In the end, a person may be able to fool the State of Illinois into believing that vaccinations go against their Christian beliefs, but if these same people do in fact believe in God and decide to recite his name for reasons other than faith, then I suggest they think about the long game. If you believe in God, then you believe in judgement...and what would God have to say? Is it blasphemous to use his name for anything but good? Will you, when the time comes, point your finger at false prophets like "Dr." Wendy, or will you stand with your head held high knowing that you've done the right thing, for all people, in his name? I'm not religious and I received my second dose in February...so, while one could say that I don't have anything to lose, but in actuality I do. I care about our County.
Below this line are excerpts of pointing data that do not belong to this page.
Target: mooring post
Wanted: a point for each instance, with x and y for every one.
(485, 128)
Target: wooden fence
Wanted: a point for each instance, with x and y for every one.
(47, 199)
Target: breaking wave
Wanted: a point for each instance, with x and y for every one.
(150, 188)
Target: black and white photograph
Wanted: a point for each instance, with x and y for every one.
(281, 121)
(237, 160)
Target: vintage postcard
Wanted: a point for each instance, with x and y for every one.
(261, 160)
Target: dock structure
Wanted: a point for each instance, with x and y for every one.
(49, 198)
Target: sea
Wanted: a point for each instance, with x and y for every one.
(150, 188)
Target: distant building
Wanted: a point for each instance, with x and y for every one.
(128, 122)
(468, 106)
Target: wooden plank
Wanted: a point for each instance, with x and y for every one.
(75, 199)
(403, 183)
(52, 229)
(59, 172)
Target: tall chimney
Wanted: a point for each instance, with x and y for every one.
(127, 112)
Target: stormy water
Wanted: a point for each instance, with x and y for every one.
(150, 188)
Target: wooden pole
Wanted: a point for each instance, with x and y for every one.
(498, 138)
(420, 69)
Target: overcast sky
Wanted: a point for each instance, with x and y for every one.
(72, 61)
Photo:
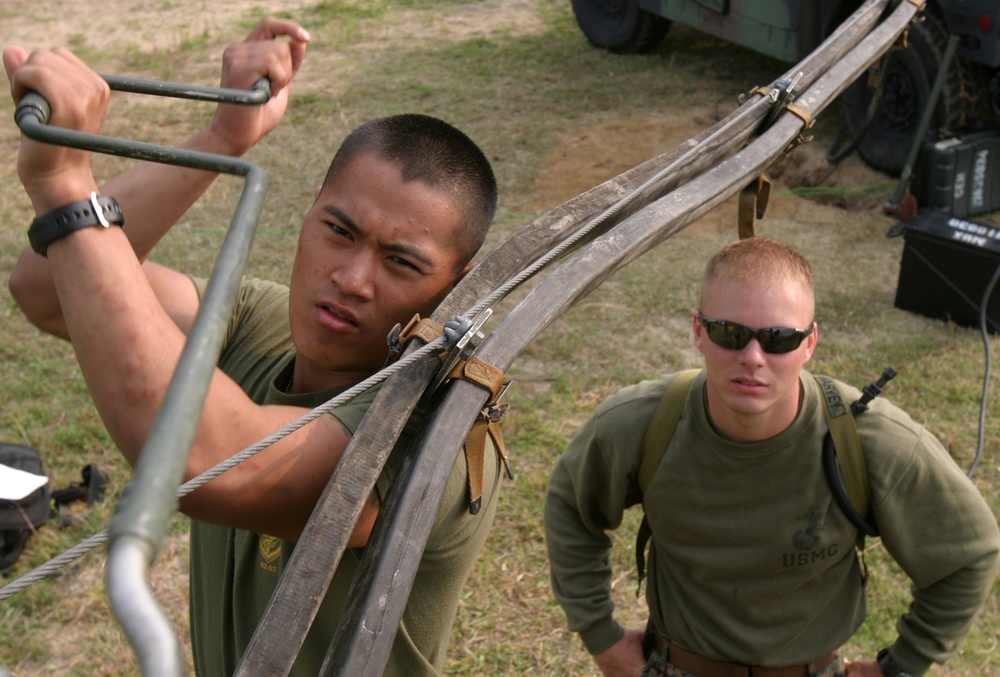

I care about our State. I care about our Country. And I care about our World. The elderly have everything to lose from willful ignorance and every day that the protesters squirm their way out of vaccinations and mask mandates, is one of the final days that an isolated older person will never get back. UPDATE: It looks like Wendy may be against Covid-19 State Mandates, but she's totally okay with taking out PPP Government Loans.

(UPDATE: I reached out via phone to Daily Journal Reporter Stephanie Markham about her piece in the Daily Journal. Stephanie is currently working on a follow up piece that will address Wendy's credentials and some of the claims that were made at the event. On 8/31/2021, I spoke with Dr. Wendy’s receptionist at The Naprathic Healing Center about Wendy’s certifications and did receive a callback, but not from Wendy. The receptionist told me that she would have Wendy call me back, but as of this moment, I haven’t received a call. I also emailed Wendy's Office on 9/1/2021 with regard to Wendy's military service claim, which is something that she briefly mentioned at the event, prior to reciting the pledge of allegiance.)